У бабушки все было черное или белое. Правда или ложь. Она всегда говорила, что истина – одна. Не бывает половины. Она была максималисткой, идеалисткой. Боролась за добро и верила, что оно победит. Когда мама стала юристом, адвокатом, вела дела о разделе имущества, бракоразводные процессы, они часто спорили. Мама говорила, что иногда не стоит искать правду. Она не принесет ничего, кроме боли. Иногда лучше закрыть глаза, чтобы сохранить разум. Бабушка отвечала, что только правда важна. Мама твердила, что истину иногда и не узнаешь – женщинам свойственно подменять реальность фантазиями. Для того, чтобы не сойти с ума, помня о пережитых страданиях. Бабушка же считала, что фантазии – способ отвернуться от реальности. А жизненный опыт, особенно негативный, делает человека сильнее.

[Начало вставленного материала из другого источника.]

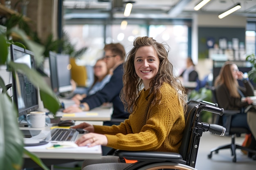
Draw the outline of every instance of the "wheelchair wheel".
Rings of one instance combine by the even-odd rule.
[[[147,165],[137,170],[197,170],[191,166],[181,163],[171,162],[161,162]]]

– Не делает. Многие ломаются. Ты это прекрасно знаешь. – Мама не переставала убеждать бабушку. Они были будто с разных планет и даже не пытались пойти на компромисс, уступить, промолчать, в конце концов. Бабушка верила в светлое советское будущее с той же категоричностью, с которой в него не верила мама. Бабушка считала, что период хрущевской оттепели – настоящее счастье, мама в ответ ругалась матом. Бабушка страдала от того, что ее дочь поддерживает спекулянтов, раз покупает билеты, одежду и еду втридорога и пользуется связями. Мама говорила, что это обычный способ выжить.
– Надо жить честно! – кричала бабушка.
– На честно не проживешь, – отвечала мама.
– Чему ты научишь ребенка? Какой пример подашь? – Бабушка заводилась еще больше.